Une autre question nous vient à l’esprit au terme de la soirée : où sont les autres composantes des cultures urbaines qu’entend défendre Bizarre ?Pendant notre entretien, Thomas Prian nous explique que si les cultures urbaines dans toute leur diversité trouveront à Bizarre un espace de travail, le choix a été fait de faire tourner la programmation exclusivement autour du rap, du moins pendant les premiers temps. La soirée d’inauguration du 23 septembre illustre donc la programmation à venir, plus que le projet global de Bizarre.
La programmation essentiellement rap
L’équipe de Bizarre a d’abord dû effectuer un travail préalable de définition des cultures urbaines. Quelles sont les formes d’expression artistique qui d’une part trouvent leurs racines dans le milieu urbain, et qui d’autre part continuent d’être expérimentées, travaillées, retravaillées avec un lien quasi organique à la ville ? La culture hip hop avec le rap mais aussi la danse, le graffiti, le beatbox. Les musiques du monde intégrant des influences plus modernes. Les musiques electro. Les arts numériques. Au niveau des concerts, la prédominance du rap s’explique de plusieurs manières. Bizarre ne présente pas un format en adéquation avec la diffusion des musiques electro qui privilégient les lieux à fermeture tardive. Les musiques du monde sont déjà représentées par d’autres lieux, notamment le Périscope au sein de la « Smac éclatée » dont fait partie Bizarre. Les danses hip hop sont quant à elles reconnues depuis de nombreuses années et bénéficient de lieux et d’événements dédiés (Maison de la Danse, Biennale de la Danse, festival Karavel). De manière plus générale, Thomas Prian estime qu’une programmation exclusivement rap est un passage obligé pour que le public puisse rapidement identifier la structure, que celle-ci développe une identité claire grâce à laquelle il sera plus facile de faire rayonner (en diffusion) les autres facettes du projet. Le cœur du projet reste cependant, au-delà de la diffusion, le volet de l’accompagnement aux pratiques artistiques pour lequel toutes les esthétiques sont les bienvenues.
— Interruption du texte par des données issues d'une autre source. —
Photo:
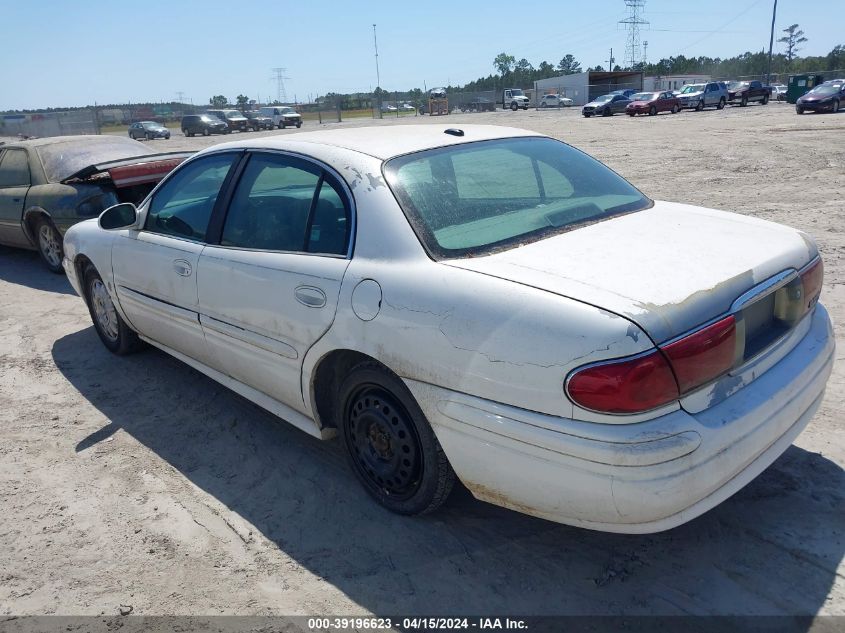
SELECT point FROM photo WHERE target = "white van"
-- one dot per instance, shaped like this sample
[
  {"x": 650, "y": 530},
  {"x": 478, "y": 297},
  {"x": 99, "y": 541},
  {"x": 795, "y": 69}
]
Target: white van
[{"x": 282, "y": 116}]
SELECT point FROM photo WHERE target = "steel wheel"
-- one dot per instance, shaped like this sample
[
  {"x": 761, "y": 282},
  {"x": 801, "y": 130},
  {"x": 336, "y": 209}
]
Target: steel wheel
[
  {"x": 384, "y": 443},
  {"x": 50, "y": 246},
  {"x": 104, "y": 311}
]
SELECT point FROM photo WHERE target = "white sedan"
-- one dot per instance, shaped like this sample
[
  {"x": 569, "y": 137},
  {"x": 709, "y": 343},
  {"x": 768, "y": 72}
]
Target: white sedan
[{"x": 484, "y": 304}]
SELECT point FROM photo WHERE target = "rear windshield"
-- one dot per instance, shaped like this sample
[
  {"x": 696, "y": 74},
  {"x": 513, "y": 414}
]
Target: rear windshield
[
  {"x": 63, "y": 159},
  {"x": 477, "y": 198}
]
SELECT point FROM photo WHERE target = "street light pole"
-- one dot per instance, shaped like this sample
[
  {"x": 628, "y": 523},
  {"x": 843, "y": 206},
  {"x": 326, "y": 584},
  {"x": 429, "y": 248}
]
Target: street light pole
[{"x": 771, "y": 43}]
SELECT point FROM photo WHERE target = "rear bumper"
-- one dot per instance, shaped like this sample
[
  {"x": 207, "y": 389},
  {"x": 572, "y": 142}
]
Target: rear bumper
[{"x": 631, "y": 478}]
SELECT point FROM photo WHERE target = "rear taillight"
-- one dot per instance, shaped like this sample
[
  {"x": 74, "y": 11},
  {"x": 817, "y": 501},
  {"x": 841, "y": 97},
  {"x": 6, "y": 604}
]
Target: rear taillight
[
  {"x": 811, "y": 282},
  {"x": 703, "y": 355},
  {"x": 646, "y": 382},
  {"x": 625, "y": 386}
]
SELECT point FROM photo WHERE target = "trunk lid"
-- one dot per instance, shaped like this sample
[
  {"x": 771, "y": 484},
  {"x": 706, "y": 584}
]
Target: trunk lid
[{"x": 668, "y": 269}]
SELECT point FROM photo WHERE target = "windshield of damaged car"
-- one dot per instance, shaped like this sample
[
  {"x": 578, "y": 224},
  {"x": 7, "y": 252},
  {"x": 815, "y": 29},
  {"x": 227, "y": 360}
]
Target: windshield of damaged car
[{"x": 477, "y": 198}]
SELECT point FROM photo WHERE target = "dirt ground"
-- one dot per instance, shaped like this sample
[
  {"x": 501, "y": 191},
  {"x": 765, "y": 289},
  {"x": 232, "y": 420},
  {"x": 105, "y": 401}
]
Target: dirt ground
[{"x": 138, "y": 481}]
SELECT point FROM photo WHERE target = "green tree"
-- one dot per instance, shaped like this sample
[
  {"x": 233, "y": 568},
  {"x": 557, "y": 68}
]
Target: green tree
[
  {"x": 568, "y": 65},
  {"x": 794, "y": 36},
  {"x": 504, "y": 63}
]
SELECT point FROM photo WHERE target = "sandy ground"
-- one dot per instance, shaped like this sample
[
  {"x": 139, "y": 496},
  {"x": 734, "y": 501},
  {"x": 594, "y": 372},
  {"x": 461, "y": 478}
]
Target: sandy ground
[{"x": 137, "y": 481}]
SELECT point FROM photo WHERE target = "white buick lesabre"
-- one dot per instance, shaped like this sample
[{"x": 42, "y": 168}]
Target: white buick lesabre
[{"x": 484, "y": 303}]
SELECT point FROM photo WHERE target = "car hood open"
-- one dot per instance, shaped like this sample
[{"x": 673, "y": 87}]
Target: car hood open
[
  {"x": 669, "y": 268},
  {"x": 130, "y": 171}
]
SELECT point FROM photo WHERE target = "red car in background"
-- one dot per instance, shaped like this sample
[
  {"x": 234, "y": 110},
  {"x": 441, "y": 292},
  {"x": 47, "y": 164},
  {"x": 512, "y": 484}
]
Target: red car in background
[{"x": 653, "y": 102}]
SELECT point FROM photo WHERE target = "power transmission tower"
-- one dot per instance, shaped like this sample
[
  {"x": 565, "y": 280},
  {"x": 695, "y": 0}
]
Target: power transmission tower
[
  {"x": 279, "y": 78},
  {"x": 632, "y": 24}
]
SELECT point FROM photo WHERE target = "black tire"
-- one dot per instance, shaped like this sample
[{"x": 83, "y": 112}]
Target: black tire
[
  {"x": 389, "y": 443},
  {"x": 49, "y": 243},
  {"x": 118, "y": 337}
]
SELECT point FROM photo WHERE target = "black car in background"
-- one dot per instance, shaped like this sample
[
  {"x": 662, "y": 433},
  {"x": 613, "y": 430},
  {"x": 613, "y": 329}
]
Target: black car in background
[
  {"x": 828, "y": 97},
  {"x": 204, "y": 124},
  {"x": 148, "y": 130},
  {"x": 258, "y": 121}
]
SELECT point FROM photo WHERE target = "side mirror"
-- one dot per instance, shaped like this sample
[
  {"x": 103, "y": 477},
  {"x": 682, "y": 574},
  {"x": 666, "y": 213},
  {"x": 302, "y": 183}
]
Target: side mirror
[{"x": 120, "y": 216}]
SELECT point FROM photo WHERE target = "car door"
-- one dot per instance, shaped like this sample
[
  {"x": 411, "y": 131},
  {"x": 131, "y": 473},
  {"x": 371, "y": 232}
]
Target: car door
[
  {"x": 155, "y": 269},
  {"x": 15, "y": 180},
  {"x": 269, "y": 289}
]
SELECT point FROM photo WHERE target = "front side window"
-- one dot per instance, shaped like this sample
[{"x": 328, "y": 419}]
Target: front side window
[
  {"x": 283, "y": 204},
  {"x": 14, "y": 169},
  {"x": 182, "y": 206},
  {"x": 476, "y": 198}
]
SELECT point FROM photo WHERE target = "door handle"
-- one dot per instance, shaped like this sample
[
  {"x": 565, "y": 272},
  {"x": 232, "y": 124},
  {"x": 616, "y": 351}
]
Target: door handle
[
  {"x": 182, "y": 267},
  {"x": 310, "y": 296}
]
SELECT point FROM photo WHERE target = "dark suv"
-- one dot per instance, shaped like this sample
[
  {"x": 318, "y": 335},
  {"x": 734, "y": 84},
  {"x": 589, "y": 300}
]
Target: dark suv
[{"x": 204, "y": 124}]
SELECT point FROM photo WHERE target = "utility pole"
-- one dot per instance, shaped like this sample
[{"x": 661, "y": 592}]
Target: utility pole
[
  {"x": 632, "y": 24},
  {"x": 279, "y": 77},
  {"x": 771, "y": 43}
]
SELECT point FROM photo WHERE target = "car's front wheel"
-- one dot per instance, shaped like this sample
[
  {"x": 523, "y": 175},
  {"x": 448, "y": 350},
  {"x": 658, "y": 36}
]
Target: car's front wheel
[
  {"x": 389, "y": 443},
  {"x": 49, "y": 245},
  {"x": 111, "y": 328}
]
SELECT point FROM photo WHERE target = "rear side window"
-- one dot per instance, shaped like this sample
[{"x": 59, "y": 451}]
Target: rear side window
[
  {"x": 282, "y": 204},
  {"x": 14, "y": 168},
  {"x": 182, "y": 206},
  {"x": 476, "y": 198}
]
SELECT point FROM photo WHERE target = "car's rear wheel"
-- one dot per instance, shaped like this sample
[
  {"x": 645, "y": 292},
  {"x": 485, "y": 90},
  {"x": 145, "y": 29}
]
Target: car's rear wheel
[
  {"x": 389, "y": 443},
  {"x": 49, "y": 245},
  {"x": 111, "y": 328}
]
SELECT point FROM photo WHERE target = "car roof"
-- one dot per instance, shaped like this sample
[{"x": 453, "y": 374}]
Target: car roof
[{"x": 383, "y": 142}]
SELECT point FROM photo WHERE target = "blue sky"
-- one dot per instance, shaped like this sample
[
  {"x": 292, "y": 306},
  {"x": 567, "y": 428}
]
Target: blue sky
[{"x": 59, "y": 53}]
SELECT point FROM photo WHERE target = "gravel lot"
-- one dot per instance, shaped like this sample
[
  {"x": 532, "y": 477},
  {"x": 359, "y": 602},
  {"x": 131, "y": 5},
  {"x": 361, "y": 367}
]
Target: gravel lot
[{"x": 138, "y": 481}]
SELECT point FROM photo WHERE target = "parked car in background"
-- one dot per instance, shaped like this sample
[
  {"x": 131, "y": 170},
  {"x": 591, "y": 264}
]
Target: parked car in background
[
  {"x": 236, "y": 121},
  {"x": 506, "y": 311},
  {"x": 704, "y": 95},
  {"x": 555, "y": 101},
  {"x": 606, "y": 105},
  {"x": 148, "y": 130},
  {"x": 478, "y": 104},
  {"x": 745, "y": 92},
  {"x": 283, "y": 116},
  {"x": 824, "y": 98},
  {"x": 204, "y": 124},
  {"x": 49, "y": 184},
  {"x": 652, "y": 103},
  {"x": 258, "y": 121}
]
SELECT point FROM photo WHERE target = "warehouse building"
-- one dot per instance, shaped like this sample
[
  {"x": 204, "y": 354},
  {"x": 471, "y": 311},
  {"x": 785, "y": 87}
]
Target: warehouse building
[{"x": 584, "y": 87}]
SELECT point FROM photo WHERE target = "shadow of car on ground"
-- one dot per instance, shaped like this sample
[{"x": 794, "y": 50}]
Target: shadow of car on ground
[{"x": 773, "y": 548}]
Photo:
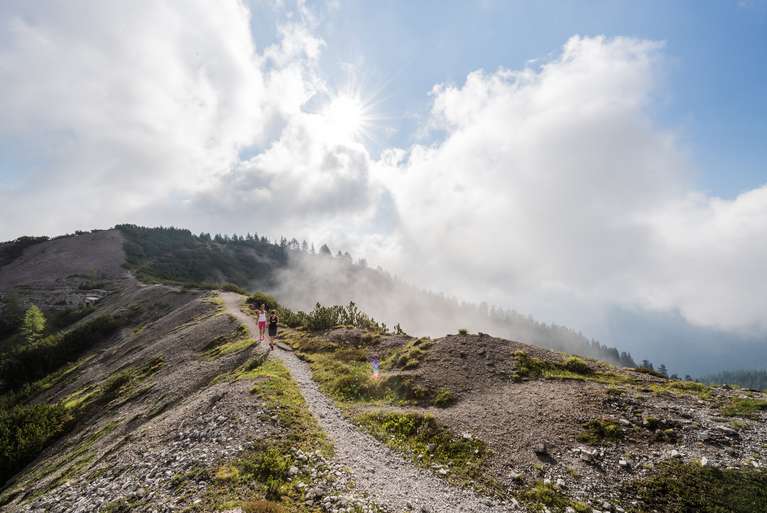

Un accompagnement artistique très ouvert
Bizarre entend proposer des outils tant aux professionnels et aux artistes émergents qu’aux amateurs et devenir le vecteur d’une politique de démocratie culturelle sur son territoire. Une distinction s’impose : un artiste professionnel vit de sa pratique ou elle représente une part importante de ses revenus. Quel que ce soit son niveau, un artiste est considéré comme amateur dès lors qu’il ne pratique que par passion, sans volonté d’en faire son métier. Un artiste émergent est quant à lui dans une démarche de professionnalisation. Trois axes sont proposés : l’action culturelle (ateliers d’écriture rap, ateliers d’initiation à la musique assistée par ordinateur (MAO), atelier-concert participatif pour le jeune public), les locaux de répétition pour un premier travail artistique autonome et enfin les résidences pour accompagner des projets artistiques plus développés. Toutes les esthétiques sont acceptées pour les répétitions, du chant lyrique au black metal. Un régisseur est constamment présent pour aider les usagers qui en auraient besoin.
C’est l’importance accordée aux résidences dans le planning de Bizarre qui fait l’originalité du lieu. Le choix de proposer moins d’un concert par semaine s’explique par la volonté de voir Bizarre rester un outil de travail pour les artistes. Les résidences s’adressent tant aux professionnels en besoin de perfectionnement qu’aux artistes émergents à l’étape de la création d’un jeu scénique. Et elles pourront être soit autonomes, soit coachées. Bizarre fait alors la démarche de proposer aux artistes en résidence les services d’un professionnel (chorégraphe, musicien, rappeur). Les résidences sont ici bien plus éclectiques que le programmation concerts : rap en émergence avec La Jungle, compagnie de danse avec Cie Fred Bengondué, musique du monde avec Mazalda, arts numériques & musique participative avec Kogumi. Les artistes programmés en résidences pourront présenter des esthétiques plus variées que le cadre des cultures urbaines. Cette ouverture s’explique par les échanges artistiques entre Bizarre et les autres lieux qui forment la SMAC éclatée (S2M).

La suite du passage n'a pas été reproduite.